Part 4/5 – Leveling the playing field for SMEs and startups[AI software factory is a critical technology for the EU economy]
- Andrzej Albera

- Jan 15
- 2 min read
Reports on AI adoption in the workplace paint an interesting picture: over 90% of employees already have some exposure to genAI tools, and about 14% use them at least several times a week. Employees are 2-3 times more likely to be AI users than their bosses think, yet nearly half cite a lack of training and support as a real barrier. The research also describes a growing "AI anxiety" – a fear of becoming redundant, even among experienced professionals who see models doing work that took them years to learn.

This means that people have the appetite and readiness, but there is a lack of meaningful, structural ways to use AI in processes that matter to the business – especially in SMEs, where there are no R&D departments or AI strategy teams. GENESIS-AI lowers the entry threshold exactly where SMEs and startups have the biggest problem – in accessing good development teams and in the cost of their time.

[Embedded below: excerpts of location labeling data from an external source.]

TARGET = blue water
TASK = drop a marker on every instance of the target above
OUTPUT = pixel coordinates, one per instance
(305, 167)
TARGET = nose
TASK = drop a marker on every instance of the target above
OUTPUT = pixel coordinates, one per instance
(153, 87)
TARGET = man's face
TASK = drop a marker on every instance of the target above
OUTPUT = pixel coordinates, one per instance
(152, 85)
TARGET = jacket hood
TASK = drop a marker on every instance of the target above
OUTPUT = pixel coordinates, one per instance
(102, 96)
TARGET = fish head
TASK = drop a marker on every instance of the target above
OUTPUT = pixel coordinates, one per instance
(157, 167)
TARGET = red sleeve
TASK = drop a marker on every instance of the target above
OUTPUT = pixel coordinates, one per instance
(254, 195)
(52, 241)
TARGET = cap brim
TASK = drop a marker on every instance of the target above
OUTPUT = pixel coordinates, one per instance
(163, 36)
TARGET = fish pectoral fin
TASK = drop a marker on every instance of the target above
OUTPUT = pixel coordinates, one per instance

Instead of "you need 5-10 developers to build a meaningful application," we set the bar at "you need people who understand your business and can describe the processes – the agents will take care of the rest." This fits perfectly with the thesis that the future belongs to builders, not just tool buyers:
SMEs can build their own solutions based on GENESIS-AI, instead of just buying ready-made applications that do not fit local processes.
A startup can test several product concepts within the same budget – because creating an MVP takes days, not months.
A local software house can serve more customers without linearly hiring more programmers, because it outsources repetitive, craft-based tasks to the platform.
In this context, GENESIS-AI is not just a tool for reducing development costs. It is a way for SMEs and startups to build their own "super-agency" layer: people with an understanding of the domain become directors of the software factory, rather than just customers of external suppliers. As a result, the benefits of AI are not concentrated solely in a few large corporations – they spread more widely to local companies, software houses, and the public sector, which can finally prototype solutions at a pace similar to that of Big Tech.
This directly supports the STEP and FENG objectives of increasing the competitiveness of SMEs and stimulating innovation across the EU – not only in the largest entities, but also in regions and sectors previously excluded from advanced IT process automation.